In queste pagine si va, con un balzo felino, dal gatto misterioso, angelo e sfinge, di Baudelaire, alla gatta plebea di Contadini, familiare coi malanni, la malasorte, fatalmente e teneramente comica nella sua felice impudenza; e tra questi due poli, tra il gatto della mente e il gatto della carne, si muovono le altre figure di una animata galleria in cui umanità e gattità si mischiano, s’intrecciano, braccia e zampe, in una solitudine confortata, come Charles Cros e il suo gattarello nero; o si dilettano, in finte zuffe, la mano bianca e la bianca zampetta, la donna e la gatta di Verlaine...

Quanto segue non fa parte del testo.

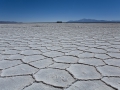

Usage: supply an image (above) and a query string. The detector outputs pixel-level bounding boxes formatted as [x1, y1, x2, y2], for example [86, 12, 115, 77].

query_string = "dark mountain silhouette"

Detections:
[0, 21, 22, 24]
[68, 19, 120, 23]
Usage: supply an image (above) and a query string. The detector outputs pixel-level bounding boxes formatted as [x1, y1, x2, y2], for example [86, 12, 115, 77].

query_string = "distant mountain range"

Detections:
[0, 21, 21, 24]
[67, 19, 120, 23]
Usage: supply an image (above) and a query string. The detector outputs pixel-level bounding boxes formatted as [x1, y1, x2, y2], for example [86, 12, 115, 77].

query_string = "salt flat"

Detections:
[0, 23, 120, 90]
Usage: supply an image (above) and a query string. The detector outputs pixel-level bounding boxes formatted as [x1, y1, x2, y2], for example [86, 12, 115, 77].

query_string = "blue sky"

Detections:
[0, 0, 120, 22]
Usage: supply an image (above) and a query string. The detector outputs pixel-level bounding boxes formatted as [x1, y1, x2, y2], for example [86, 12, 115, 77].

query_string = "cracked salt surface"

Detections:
[0, 23, 120, 90]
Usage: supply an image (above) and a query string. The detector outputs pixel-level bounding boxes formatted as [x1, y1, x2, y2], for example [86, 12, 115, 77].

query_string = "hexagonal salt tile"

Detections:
[43, 51, 64, 57]
[14, 47, 30, 51]
[22, 55, 46, 63]
[86, 48, 107, 53]
[0, 60, 22, 69]
[49, 63, 70, 69]
[1, 64, 37, 76]
[107, 53, 120, 58]
[102, 77, 120, 90]
[54, 56, 78, 63]
[3, 50, 20, 55]
[0, 55, 10, 61]
[77, 46, 89, 51]
[30, 58, 53, 68]
[0, 76, 34, 90]
[21, 50, 41, 55]
[78, 52, 94, 58]
[95, 54, 110, 59]
[65, 50, 83, 56]
[67, 64, 101, 80]
[97, 66, 120, 76]
[104, 59, 120, 67]
[79, 58, 105, 66]
[65, 80, 114, 90]
[34, 68, 74, 87]
[23, 83, 62, 90]
[7, 54, 24, 60]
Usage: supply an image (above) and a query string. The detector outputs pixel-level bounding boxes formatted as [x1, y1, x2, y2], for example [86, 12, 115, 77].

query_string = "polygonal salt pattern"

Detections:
[21, 50, 41, 55]
[3, 50, 20, 55]
[65, 80, 114, 90]
[14, 47, 30, 51]
[23, 83, 62, 90]
[107, 53, 120, 59]
[65, 50, 83, 56]
[7, 54, 24, 60]
[54, 56, 78, 63]
[97, 66, 120, 76]
[78, 52, 95, 58]
[43, 51, 64, 58]
[1, 64, 38, 76]
[79, 58, 105, 66]
[0, 23, 120, 90]
[0, 60, 22, 69]
[102, 77, 120, 90]
[67, 64, 101, 80]
[86, 48, 107, 53]
[22, 55, 46, 63]
[34, 68, 75, 87]
[95, 54, 110, 60]
[30, 58, 53, 68]
[104, 59, 120, 67]
[0, 76, 34, 90]
[49, 63, 70, 69]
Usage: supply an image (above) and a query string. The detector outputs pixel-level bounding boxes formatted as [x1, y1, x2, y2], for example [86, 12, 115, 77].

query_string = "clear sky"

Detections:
[0, 0, 120, 22]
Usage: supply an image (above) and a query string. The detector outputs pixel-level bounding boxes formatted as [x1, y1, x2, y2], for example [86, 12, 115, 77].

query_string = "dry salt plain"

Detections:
[0, 23, 120, 90]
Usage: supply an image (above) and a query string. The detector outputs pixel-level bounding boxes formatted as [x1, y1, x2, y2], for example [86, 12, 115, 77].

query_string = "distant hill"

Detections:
[68, 19, 120, 23]
[0, 21, 21, 24]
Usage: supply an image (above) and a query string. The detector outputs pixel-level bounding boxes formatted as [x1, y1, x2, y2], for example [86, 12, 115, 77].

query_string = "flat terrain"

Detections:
[0, 23, 120, 90]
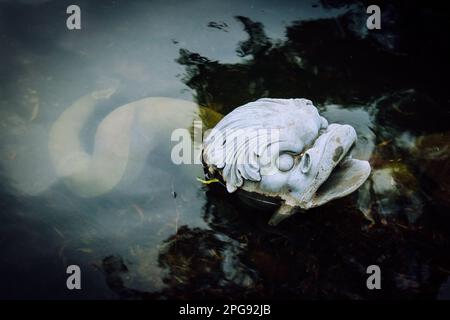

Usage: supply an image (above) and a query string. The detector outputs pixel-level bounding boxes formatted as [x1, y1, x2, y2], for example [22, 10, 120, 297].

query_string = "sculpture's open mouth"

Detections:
[311, 156, 370, 207]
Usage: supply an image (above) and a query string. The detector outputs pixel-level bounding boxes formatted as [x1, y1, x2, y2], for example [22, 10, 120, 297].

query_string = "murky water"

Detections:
[0, 0, 450, 299]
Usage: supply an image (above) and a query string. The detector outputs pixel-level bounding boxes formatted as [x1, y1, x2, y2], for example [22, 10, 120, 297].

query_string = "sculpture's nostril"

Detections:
[300, 152, 311, 173]
[333, 146, 344, 162]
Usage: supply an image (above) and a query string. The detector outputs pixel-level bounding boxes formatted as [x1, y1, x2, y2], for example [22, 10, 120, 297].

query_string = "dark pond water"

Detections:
[0, 0, 450, 299]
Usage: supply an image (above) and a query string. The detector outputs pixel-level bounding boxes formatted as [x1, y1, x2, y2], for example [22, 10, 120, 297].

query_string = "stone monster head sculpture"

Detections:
[203, 99, 370, 225]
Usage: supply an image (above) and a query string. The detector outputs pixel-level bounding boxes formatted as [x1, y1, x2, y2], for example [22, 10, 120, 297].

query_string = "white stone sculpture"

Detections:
[203, 98, 370, 225]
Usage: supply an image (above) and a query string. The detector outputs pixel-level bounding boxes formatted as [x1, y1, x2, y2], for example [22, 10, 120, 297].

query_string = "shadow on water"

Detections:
[97, 1, 450, 299]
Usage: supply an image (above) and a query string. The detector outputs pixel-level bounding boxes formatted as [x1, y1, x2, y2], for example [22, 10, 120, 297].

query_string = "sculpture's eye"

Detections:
[300, 152, 311, 173]
[277, 153, 294, 171]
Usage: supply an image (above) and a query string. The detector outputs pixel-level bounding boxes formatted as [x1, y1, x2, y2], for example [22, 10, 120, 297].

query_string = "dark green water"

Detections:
[0, 1, 450, 299]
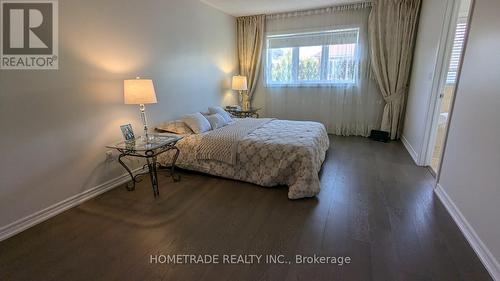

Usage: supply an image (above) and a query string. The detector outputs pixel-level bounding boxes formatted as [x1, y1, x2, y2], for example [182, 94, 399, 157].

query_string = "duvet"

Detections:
[158, 118, 329, 199]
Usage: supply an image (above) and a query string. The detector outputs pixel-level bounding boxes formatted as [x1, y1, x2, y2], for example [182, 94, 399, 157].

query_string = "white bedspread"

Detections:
[196, 118, 272, 165]
[158, 119, 329, 199]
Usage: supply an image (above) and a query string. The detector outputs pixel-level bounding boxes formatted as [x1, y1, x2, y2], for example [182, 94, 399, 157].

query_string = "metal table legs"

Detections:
[118, 146, 180, 197]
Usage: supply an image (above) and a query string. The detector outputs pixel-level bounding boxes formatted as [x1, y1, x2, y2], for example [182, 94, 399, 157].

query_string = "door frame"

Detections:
[419, 0, 474, 178]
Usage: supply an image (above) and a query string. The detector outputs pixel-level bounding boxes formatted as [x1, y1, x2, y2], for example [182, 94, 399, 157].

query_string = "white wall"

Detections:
[402, 0, 448, 164]
[439, 0, 500, 280]
[0, 0, 236, 229]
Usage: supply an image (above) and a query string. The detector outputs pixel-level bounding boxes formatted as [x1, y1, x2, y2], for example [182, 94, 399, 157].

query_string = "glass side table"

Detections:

È la quotidianità condivisa, fatta di appuntamenti ai pasti, corse, guizzi tra le gambe – solo rammemorata nell’epitimbio «classico» di Hemingway per Crazy Christian, «che non visse abbastanza per fare l’amore» –, di solitarie scorribande e sonore baruffe, negli scorci fulminei di Sinisgalli, e di tutte le care pose, miti o irruenti, così come sono colte nei versi di Palmery e Albisani, alle prese con gatti guerrieri, gatte inquiete, finché non sono più che forme serpentine anellate nel sonno, sognanti.
Traduzioni di Gianfranco Palmery
Disegni di Amanda Lebus
da Gattesca
I gatti
Gli innamorati ardenti e gli studiosi
austeri, in età matura, entrambi amano
i gatti forti e dolci, orgoglio della casa,
come loro intanati e freddolosi.
Amici del piacere e della scienza
cercano il silenzio e le orrende tenebre;
l’Erebo ne avrebbe fatto il suo tiro funebre
se la fierezza non li negasse all’obbedienza.
Prendono assorti i maestosi atteggiamenti
di grandi sfingi al fondo dei deserti,
perdute, pare, in sogni senza fine;
mandano scintille i loro fianchi fertili,
le mistiche pupille, come una sabbia fine,
sono disseminate di dorati frammenti.